San José is a village in the Orange Walk District of Belize. In the 2000 census, San José had a population of 2,254 people. The village is the fourth largest in the Orange Walk district and is estimated to have almost 3,000 residents as of 2016 mainly of Yucatec Maya-Mestizo ancestry. San José is adjacent to San Pablo and is only divided from the latter by a speed bump. Combined, the two villages make up the third largest population center in the Orange Walk District with approximately 4,000 residents.

== Ethnicities ==
The community is populated by Maya Mestizos (Yucatec Mayas), Chinese, Taiwanese, and other people from Central America.
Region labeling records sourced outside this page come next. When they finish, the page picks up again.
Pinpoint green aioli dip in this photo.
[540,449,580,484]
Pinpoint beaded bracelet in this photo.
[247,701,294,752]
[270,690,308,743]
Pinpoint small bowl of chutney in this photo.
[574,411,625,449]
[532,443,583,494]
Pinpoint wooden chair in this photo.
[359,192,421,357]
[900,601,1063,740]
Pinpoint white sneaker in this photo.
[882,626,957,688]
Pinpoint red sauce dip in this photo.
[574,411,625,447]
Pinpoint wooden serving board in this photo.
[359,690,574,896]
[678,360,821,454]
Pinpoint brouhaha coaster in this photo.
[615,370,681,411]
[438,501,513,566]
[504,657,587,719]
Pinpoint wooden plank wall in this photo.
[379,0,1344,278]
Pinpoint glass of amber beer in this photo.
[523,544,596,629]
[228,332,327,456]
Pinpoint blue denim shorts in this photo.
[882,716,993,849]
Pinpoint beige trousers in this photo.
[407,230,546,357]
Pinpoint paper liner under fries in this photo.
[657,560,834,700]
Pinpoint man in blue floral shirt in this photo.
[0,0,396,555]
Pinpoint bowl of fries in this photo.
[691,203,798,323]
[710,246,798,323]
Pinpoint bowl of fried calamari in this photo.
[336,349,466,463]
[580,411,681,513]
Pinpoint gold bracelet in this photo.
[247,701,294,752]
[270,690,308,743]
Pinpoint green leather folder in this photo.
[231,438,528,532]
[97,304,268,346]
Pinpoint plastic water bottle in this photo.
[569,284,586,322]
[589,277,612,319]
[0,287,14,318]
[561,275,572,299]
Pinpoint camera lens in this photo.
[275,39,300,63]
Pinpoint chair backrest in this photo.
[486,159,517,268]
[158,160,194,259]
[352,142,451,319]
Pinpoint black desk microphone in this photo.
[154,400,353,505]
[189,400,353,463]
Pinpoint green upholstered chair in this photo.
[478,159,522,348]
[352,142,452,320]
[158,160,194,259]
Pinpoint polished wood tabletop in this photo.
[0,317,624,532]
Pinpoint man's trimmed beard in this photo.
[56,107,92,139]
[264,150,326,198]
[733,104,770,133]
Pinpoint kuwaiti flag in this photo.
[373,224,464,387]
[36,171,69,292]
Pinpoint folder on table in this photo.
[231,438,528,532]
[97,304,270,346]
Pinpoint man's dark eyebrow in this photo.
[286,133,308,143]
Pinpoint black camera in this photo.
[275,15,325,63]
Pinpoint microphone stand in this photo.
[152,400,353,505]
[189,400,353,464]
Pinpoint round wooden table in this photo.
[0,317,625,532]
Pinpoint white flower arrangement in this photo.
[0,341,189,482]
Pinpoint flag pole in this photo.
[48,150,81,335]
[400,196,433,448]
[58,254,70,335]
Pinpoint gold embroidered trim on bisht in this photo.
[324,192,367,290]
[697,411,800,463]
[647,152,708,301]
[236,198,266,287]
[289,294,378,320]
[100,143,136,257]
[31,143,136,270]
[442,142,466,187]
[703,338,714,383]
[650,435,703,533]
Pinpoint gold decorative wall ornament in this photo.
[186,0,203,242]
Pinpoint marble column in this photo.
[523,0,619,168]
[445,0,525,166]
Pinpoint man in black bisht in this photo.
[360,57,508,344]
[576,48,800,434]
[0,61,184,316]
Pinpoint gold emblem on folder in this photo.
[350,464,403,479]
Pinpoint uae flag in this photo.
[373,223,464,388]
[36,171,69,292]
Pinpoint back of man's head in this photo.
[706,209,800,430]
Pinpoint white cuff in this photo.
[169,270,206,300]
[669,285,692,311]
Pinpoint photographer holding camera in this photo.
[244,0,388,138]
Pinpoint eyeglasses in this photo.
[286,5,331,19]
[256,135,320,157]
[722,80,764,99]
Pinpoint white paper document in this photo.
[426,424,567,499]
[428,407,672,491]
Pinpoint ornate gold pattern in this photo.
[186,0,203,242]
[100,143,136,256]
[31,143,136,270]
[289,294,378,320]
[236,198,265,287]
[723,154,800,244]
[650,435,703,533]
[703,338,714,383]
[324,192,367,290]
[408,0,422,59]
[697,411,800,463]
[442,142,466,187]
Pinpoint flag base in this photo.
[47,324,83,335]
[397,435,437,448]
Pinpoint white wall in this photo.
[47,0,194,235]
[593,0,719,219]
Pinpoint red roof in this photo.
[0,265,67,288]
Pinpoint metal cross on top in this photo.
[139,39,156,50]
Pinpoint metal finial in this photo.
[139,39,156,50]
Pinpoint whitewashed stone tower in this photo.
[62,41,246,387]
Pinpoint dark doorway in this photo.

It is heavily influenced by Catholicism.

== Population and Housing ==
2010 Population and Housing Census has San José's total population as 2,862 residents, of this 1,468 are males and 1,376 are females. The total number of households is 590 and the average household size is 4.9.

== Educational institutions ==
San José only has one elementary school which is San José Government School. Children also attend school in neighbouring San Pablo at San Pablo Roman Catholic School and San Pablo Community School.

== Transportation ==
The locality is served by the local bus company Cabrera's Bus Service. Local bus service to and from Orange Walk and Belize City to the south and Corozal Town to the north operates approximately every half-hour.

==Language==
Most of the villagers of San Jose speak Spanish inside the village but they also understand English. Many of the elders continue speaking Yucatec Maya.